Cohere's CEO believes if Google had hidden the Transformer paper, another team would have created it within 18 months. Key ideas were already circulating in the research community, making the discovery a matter of synthesis whose time had come, rather than a singular stroke of genius.
While more data and compute yield linear improvements, true step-function advances in AI come from unpredictable algorithmic breakthroughs like Transformers. These creative ideas are the most difficult to innovate on and represent the highest-leverage, yet riskiest, area for investment and research focus.
With industry dominating large-scale compute, academia's function is no longer to train the biggest models. Instead, its value lies in pursuing unconventional, high-risk research in areas like new algorithms, architectures, and theoretical underpinnings that commercial labs, focused on scaling, might overlook.
The hypothesis for ImageNet—that computers could learn to "see" from vast visual data—was sparked by Dr. Li's reading of psychology research on how children learn. This demonstrates that radical innovation often emerges from the cross-pollination of ideas from seemingly unrelated fields.
Unlike traditional engineering, breakthroughs in foundational AI research often feel binary. A model can be completely broken until a handful of key insights are discovered, at which point it suddenly works. This "all or nothing" dynamic makes it impossible to predict timelines, as you don't know if a solution is a week or two years away.
Fei-Fei Li's lab believed they were the first to combine ConvNets and LSTMs for image captioning, only to discover through a journalist that a team at Google had developed the same breakthrough concurrently. This highlights the phenomenon of parallel innovation in scientific research.

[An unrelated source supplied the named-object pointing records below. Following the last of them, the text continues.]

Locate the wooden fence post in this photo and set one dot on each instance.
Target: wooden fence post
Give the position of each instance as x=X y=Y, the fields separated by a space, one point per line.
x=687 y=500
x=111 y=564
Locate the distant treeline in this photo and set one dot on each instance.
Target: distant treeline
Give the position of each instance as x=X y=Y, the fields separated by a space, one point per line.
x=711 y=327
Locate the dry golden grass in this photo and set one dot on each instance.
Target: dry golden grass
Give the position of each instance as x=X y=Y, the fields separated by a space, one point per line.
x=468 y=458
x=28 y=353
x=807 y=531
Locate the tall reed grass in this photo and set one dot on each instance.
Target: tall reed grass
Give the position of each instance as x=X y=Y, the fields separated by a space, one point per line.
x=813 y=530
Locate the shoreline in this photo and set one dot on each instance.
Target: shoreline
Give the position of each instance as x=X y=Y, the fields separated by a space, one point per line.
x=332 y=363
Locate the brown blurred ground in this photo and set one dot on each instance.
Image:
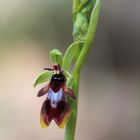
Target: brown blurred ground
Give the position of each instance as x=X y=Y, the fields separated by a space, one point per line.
x=109 y=90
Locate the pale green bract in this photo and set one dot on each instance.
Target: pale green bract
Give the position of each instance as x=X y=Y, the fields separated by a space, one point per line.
x=43 y=77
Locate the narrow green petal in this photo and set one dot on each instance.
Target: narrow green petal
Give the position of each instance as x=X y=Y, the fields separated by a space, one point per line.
x=43 y=77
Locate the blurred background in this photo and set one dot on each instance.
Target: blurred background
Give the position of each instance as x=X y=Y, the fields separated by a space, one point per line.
x=109 y=103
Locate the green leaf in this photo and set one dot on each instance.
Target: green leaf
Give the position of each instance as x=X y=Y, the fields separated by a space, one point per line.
x=70 y=54
x=43 y=77
x=56 y=57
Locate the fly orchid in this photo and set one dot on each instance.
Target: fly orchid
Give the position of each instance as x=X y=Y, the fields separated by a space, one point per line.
x=56 y=106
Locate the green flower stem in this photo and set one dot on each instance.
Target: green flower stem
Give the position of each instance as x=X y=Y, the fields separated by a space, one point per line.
x=71 y=125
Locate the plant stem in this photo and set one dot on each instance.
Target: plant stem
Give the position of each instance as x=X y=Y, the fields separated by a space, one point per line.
x=71 y=125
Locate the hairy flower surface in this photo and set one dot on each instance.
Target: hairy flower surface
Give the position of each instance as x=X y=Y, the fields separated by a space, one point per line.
x=56 y=106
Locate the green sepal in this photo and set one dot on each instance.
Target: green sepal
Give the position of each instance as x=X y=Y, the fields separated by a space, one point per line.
x=70 y=54
x=69 y=78
x=43 y=77
x=56 y=57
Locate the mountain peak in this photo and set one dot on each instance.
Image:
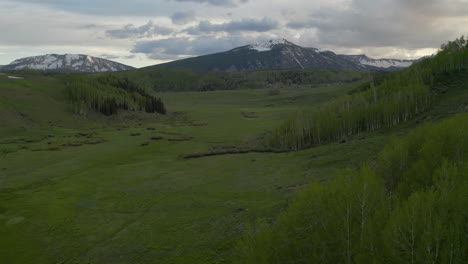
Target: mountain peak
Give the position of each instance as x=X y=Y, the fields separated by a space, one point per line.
x=269 y=44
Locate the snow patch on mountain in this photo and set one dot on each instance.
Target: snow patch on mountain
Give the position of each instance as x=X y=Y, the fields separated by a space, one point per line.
x=267 y=45
x=67 y=62
x=381 y=63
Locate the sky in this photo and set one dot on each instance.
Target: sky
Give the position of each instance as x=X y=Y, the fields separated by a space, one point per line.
x=148 y=32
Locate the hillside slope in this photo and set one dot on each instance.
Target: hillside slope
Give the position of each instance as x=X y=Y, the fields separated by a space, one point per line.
x=282 y=54
x=67 y=63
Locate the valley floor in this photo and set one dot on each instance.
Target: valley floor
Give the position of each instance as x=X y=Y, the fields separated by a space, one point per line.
x=118 y=190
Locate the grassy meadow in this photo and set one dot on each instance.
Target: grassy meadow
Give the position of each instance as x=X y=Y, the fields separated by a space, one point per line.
x=117 y=189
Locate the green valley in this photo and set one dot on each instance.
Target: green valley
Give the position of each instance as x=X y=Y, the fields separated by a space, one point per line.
x=296 y=166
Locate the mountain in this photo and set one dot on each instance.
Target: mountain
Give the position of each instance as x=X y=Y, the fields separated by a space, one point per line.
x=282 y=54
x=67 y=63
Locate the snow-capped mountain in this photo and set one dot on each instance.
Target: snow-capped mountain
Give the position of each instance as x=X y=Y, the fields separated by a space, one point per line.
x=282 y=54
x=67 y=63
x=381 y=63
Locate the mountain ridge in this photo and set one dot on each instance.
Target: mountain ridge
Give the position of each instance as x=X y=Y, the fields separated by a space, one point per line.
x=283 y=54
x=67 y=63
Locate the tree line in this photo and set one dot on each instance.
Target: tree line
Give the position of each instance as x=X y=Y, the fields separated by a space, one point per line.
x=397 y=98
x=108 y=93
x=178 y=79
x=409 y=208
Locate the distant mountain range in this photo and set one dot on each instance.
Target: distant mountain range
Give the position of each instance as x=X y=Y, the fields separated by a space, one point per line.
x=67 y=63
x=282 y=54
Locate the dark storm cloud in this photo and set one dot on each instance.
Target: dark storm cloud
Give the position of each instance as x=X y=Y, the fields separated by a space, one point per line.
x=172 y=48
x=398 y=23
x=130 y=31
x=216 y=2
x=245 y=24
x=134 y=7
x=182 y=18
x=108 y=56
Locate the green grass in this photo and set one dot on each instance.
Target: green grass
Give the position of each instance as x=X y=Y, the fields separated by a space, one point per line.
x=120 y=202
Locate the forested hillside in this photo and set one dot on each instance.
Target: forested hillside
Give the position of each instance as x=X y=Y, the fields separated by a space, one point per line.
x=408 y=205
x=108 y=93
x=409 y=208
x=399 y=98
x=178 y=79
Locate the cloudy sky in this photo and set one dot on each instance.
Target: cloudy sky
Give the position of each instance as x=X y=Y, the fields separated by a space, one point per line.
x=148 y=32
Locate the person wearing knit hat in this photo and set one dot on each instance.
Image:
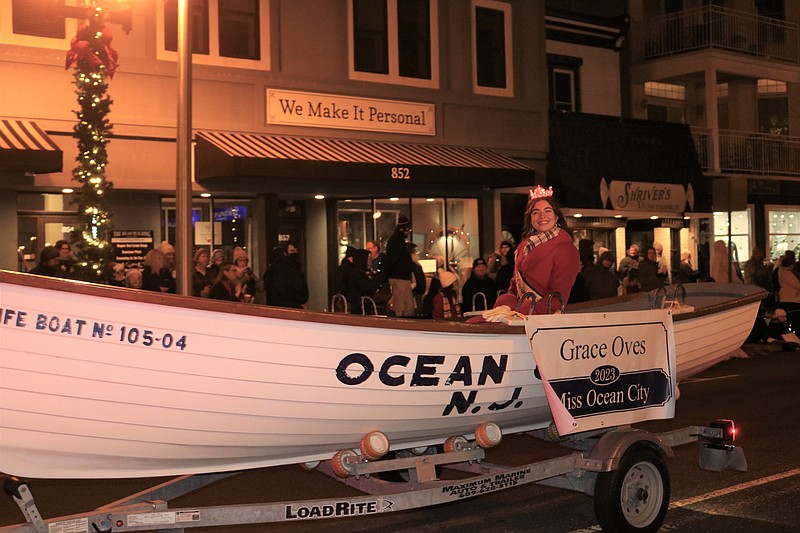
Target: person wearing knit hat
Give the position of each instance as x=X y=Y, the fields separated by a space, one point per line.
x=202 y=277
x=479 y=291
x=169 y=255
x=242 y=260
x=48 y=263
x=218 y=257
x=600 y=280
x=398 y=268
x=445 y=301
x=239 y=254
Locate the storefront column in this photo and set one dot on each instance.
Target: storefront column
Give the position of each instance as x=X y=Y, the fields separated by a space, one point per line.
x=712 y=117
x=269 y=202
x=8 y=238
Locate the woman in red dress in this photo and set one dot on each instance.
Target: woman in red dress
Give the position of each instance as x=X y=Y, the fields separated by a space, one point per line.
x=547 y=261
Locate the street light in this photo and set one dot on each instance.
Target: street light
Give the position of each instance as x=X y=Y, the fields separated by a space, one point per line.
x=183 y=189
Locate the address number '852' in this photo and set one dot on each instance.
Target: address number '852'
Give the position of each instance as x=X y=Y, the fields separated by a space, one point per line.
x=401 y=173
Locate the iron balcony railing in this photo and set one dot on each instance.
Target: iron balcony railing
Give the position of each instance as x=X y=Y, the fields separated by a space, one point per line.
x=722 y=28
x=748 y=152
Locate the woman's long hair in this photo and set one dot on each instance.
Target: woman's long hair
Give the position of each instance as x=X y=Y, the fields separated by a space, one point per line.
x=561 y=221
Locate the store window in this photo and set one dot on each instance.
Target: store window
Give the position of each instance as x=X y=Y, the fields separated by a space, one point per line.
x=740 y=231
x=783 y=230
x=42 y=220
x=231 y=33
x=563 y=82
x=394 y=41
x=491 y=51
x=216 y=223
x=445 y=230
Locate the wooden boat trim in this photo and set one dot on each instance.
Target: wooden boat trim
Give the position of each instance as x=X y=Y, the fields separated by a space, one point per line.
x=265 y=311
x=370 y=321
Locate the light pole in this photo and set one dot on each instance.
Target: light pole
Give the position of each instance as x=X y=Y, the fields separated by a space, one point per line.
x=183 y=189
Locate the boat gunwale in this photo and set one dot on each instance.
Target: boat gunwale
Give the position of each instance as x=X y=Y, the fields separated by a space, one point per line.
x=285 y=313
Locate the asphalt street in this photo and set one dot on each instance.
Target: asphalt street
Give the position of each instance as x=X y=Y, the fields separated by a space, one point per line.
x=760 y=393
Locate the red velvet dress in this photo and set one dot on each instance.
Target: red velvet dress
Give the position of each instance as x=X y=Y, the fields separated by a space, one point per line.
x=549 y=267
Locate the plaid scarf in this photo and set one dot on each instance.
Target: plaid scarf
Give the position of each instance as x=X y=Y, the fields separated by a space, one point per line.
x=538 y=238
x=449 y=309
x=523 y=287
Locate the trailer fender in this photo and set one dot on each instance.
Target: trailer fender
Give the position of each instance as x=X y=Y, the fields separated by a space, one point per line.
x=608 y=451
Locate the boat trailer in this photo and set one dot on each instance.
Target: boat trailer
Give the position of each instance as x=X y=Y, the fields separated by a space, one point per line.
x=623 y=468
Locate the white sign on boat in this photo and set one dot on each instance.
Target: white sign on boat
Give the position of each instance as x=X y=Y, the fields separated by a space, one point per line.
x=605 y=370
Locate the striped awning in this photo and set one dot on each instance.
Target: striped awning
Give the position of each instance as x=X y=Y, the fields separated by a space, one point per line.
x=25 y=147
x=226 y=155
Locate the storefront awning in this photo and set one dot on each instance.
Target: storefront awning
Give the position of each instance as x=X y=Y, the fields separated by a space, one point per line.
x=601 y=162
x=25 y=147
x=224 y=155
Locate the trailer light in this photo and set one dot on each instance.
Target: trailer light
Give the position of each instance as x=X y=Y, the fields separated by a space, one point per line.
x=728 y=430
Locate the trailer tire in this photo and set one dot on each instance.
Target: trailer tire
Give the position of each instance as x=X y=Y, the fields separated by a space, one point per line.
x=340 y=463
x=633 y=498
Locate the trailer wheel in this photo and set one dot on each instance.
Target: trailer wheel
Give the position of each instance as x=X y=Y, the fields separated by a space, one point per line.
x=456 y=443
x=340 y=462
x=633 y=498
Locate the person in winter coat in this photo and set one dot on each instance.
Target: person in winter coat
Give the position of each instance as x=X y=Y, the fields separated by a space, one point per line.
x=478 y=283
x=360 y=284
x=284 y=281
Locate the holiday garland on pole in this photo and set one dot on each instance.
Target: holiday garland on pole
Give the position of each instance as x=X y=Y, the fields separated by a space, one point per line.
x=94 y=62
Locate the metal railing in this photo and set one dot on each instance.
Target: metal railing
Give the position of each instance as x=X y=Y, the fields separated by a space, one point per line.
x=750 y=152
x=722 y=28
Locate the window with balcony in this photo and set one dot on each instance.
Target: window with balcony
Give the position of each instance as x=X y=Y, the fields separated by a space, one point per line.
x=740 y=232
x=783 y=228
x=492 y=49
x=41 y=24
x=394 y=41
x=564 y=82
x=231 y=33
x=41 y=19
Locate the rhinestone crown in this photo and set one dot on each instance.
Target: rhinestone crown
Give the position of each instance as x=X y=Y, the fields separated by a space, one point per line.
x=540 y=192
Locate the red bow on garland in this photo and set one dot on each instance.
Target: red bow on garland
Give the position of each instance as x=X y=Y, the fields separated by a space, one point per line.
x=81 y=50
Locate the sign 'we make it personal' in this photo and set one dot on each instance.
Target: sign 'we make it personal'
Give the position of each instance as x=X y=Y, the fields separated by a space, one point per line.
x=293 y=108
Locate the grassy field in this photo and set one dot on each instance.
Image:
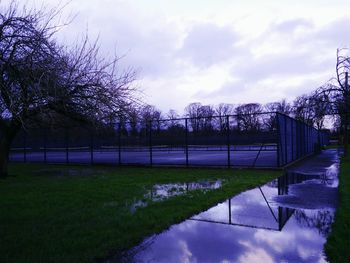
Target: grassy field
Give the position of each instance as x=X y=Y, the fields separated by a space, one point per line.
x=338 y=243
x=83 y=214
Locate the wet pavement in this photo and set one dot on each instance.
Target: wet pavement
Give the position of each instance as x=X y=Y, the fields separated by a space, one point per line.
x=286 y=220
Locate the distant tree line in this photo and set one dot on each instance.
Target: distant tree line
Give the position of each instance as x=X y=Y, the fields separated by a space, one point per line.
x=205 y=119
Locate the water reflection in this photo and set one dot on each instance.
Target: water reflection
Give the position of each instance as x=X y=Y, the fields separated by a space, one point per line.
x=160 y=192
x=282 y=221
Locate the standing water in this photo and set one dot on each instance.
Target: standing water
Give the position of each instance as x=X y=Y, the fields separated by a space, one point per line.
x=286 y=220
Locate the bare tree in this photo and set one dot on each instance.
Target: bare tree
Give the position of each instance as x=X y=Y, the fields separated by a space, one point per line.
x=149 y=114
x=193 y=112
x=302 y=109
x=280 y=106
x=39 y=76
x=248 y=117
x=222 y=110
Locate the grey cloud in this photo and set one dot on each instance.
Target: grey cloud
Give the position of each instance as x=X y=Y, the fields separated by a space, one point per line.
x=207 y=44
x=286 y=64
x=335 y=34
x=290 y=26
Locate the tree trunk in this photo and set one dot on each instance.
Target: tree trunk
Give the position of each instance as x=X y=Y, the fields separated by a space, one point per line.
x=7 y=134
x=4 y=157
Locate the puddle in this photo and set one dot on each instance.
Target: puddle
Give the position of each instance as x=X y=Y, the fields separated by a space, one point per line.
x=286 y=220
x=160 y=192
x=69 y=172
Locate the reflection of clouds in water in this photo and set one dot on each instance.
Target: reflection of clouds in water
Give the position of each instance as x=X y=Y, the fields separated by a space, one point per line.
x=301 y=239
x=235 y=244
x=186 y=255
x=277 y=242
x=254 y=254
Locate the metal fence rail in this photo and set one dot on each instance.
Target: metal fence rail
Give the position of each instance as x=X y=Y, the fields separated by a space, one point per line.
x=273 y=140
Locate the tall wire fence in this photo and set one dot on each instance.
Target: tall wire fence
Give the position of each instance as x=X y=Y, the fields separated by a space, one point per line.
x=249 y=140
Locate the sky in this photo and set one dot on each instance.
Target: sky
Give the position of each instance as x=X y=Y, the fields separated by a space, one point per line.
x=229 y=51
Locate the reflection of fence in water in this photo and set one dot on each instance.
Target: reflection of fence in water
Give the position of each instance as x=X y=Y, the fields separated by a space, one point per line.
x=218 y=141
x=275 y=217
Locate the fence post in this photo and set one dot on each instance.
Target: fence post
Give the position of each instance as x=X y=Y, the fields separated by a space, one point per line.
x=24 y=145
x=228 y=141
x=279 y=146
x=150 y=144
x=91 y=147
x=292 y=137
x=67 y=145
x=285 y=140
x=186 y=140
x=119 y=143
x=45 y=145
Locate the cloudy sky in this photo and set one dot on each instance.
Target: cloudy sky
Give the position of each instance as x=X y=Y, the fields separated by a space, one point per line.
x=208 y=51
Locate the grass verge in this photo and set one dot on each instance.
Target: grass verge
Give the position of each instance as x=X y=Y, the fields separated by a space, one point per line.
x=338 y=242
x=81 y=214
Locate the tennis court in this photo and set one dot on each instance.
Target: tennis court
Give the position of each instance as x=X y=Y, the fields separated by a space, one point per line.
x=224 y=145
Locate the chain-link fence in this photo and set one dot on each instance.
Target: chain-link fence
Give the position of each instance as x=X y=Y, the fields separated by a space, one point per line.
x=247 y=140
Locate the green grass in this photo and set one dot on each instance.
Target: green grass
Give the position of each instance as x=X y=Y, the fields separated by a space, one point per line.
x=338 y=243
x=72 y=217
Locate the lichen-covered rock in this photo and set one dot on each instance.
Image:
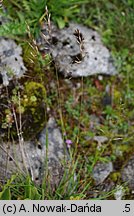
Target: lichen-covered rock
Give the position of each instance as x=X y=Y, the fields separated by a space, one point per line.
x=11 y=62
x=48 y=153
x=66 y=53
x=128 y=173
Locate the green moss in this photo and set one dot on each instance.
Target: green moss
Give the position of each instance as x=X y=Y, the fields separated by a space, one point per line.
x=34 y=103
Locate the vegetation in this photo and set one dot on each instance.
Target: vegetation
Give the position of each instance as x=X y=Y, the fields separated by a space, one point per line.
x=114 y=20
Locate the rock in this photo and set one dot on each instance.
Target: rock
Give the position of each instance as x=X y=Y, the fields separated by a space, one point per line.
x=127 y=173
x=11 y=62
x=37 y=158
x=101 y=171
x=66 y=53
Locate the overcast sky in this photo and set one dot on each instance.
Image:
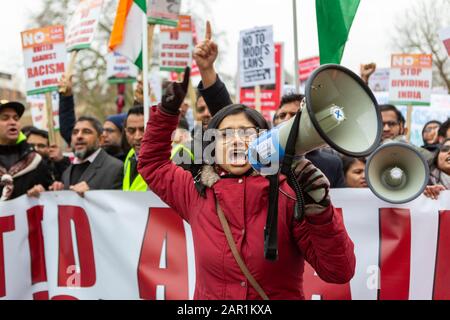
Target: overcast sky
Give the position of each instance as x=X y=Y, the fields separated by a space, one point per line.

OpenAI, the initial leader in generative AI, is now on the defensive as competitors like Google and Anthropic copy and improve upon its core features. This race demonstrates that being first offers no lasting moat; in fact, it provides a roadmap for followers to surpass the leader, creating a first-mover disadvantage.
The current trend toward closed, proprietary AI systems is a misguided and ultimately ineffective strategy. Ideas and talent circulate regardless of corporate walls. True, defensible innovation is fostered by openness and the rapid exchange of research, not by secrecy.
The "Attention is All You Need" paper's key breakthrough was an architecture designed for massive scalability across GPUs. This focus on efficiency, anticipating the industry's shift to larger models, was more crucial to its dominance than the attention mechanism itself.
Google authored the seminal 'Transformers' AI paper but failed to capitalize on it, allowing outsiders to build the next wave of AI. This shows how incumbents can be so 'lost in the sauce' of their current paradigm that they don't notice when their own research creates a fundamental shift.
A key strategy for labs like Anthropic is automating AI research itself. By building models that can perform the tasks of AI researchers, they aim to create a feedback loop that dramatically accelerates the pace of innovation.